The Contribution of Work Experience on Earnings Inequality of Migrant Workers: Decompositions Based on the Quantile Regression Equation

Jiaqi Peng

College of Economics and Management, China Agricultural University, Beijing, 100107, China

Jun Li

College of Economics and Management, China Agricultural University, Beijing, 100107, China

Ling Ma

College of Economics and Management, China Agricultural University, Beijing, 100107, China

Zhiwang Lv

College of Economics and Management, China Agricultural University, Beijing, 100107, China

DOI: https://doi.org/10.36956/rwae.v4i1.819

Received: 20 February 2023; Received in revised form: 27 March 2023; Accepted: 31 March 2023; Published: 7 April 2023

Copyright © 2023 Jiaqi Peng, Jun Li, Ling Ma, Zhiwang Lv. Published by Nan Yang Academy of Sciences Pte. Ltd.

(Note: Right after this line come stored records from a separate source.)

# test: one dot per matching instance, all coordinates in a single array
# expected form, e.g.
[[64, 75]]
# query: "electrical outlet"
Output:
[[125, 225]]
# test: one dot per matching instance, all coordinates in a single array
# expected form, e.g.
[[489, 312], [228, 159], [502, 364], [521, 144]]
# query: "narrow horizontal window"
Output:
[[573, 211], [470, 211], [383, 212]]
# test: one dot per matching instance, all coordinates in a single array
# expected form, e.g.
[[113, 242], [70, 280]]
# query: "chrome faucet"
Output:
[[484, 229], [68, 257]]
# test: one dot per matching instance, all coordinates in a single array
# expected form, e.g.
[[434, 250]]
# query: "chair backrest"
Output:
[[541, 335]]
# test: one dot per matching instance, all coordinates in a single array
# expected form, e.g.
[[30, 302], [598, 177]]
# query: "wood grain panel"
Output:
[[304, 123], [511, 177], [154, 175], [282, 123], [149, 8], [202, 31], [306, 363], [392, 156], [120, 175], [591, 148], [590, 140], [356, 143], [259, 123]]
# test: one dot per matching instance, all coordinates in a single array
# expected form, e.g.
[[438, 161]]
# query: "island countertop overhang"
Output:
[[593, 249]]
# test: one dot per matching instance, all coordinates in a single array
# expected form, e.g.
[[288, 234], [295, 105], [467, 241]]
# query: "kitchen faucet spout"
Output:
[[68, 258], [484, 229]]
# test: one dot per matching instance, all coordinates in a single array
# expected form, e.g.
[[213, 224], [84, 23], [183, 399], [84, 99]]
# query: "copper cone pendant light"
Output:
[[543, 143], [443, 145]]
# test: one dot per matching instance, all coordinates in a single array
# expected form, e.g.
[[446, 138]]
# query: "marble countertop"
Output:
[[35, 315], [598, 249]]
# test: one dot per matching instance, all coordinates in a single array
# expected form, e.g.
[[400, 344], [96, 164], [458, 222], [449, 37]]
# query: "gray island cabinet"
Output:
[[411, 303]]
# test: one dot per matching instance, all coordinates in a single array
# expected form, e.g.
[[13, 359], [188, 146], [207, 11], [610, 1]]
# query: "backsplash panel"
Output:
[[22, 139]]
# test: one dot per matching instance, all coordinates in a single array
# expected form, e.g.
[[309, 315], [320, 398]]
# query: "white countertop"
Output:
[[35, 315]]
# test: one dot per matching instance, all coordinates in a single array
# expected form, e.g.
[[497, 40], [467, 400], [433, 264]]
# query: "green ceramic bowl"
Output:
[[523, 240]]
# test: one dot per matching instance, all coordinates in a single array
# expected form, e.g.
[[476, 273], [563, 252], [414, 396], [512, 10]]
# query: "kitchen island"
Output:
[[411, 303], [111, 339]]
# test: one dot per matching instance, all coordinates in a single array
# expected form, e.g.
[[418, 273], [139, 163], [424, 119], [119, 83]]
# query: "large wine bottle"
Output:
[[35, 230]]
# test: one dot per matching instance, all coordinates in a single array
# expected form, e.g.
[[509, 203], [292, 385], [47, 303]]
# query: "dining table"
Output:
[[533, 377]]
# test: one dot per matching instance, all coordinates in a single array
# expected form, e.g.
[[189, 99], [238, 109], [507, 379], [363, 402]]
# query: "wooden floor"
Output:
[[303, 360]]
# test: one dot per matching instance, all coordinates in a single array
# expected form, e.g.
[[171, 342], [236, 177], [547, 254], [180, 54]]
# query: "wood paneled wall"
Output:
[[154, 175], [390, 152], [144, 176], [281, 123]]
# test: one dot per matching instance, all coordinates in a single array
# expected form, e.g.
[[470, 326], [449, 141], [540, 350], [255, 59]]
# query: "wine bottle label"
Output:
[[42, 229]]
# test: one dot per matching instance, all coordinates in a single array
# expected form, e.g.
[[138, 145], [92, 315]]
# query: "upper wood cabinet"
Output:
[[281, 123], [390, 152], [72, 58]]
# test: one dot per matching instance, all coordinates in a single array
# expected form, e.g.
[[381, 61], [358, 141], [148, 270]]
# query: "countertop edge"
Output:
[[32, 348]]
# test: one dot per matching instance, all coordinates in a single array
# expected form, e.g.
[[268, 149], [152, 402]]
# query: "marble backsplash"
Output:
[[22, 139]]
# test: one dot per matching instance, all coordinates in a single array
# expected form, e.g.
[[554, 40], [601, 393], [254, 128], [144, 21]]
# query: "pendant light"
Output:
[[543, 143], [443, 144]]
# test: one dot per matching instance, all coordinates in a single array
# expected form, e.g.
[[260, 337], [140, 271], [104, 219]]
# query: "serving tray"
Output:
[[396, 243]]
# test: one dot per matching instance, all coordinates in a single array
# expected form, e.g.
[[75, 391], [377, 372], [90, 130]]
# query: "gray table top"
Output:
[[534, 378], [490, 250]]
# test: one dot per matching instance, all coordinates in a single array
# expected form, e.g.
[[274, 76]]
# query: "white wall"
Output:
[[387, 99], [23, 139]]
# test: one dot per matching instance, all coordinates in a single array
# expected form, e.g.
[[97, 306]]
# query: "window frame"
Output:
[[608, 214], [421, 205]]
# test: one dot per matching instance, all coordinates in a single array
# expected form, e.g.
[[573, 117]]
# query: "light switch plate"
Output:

Creative Commons LicenseThis is an open access article under the Creative Commons Attribution-NonCommercial 4.0 International (CC BY-NC 4.0) License.


Abstract

This paper aims at excavating the influence factors of earning inequality, due to the increasing contribution of earning inequality to income inequality in a rural region. The authors examine the contribution of work experience on earning inequality using survey data. Employing the quantile regression, they estimate the Mincer equation of migrant workers’ earnings and decompose earning inequality by the regression-based decomposition. It has been found that the effects of work experience had been one of the most important contributors to earnings inequality, and its contribution is close to 20%. Furthermore, the authors use the same method to examine the effects on male migrant workers. The results show that work experience had a steady contribution to earning inequality.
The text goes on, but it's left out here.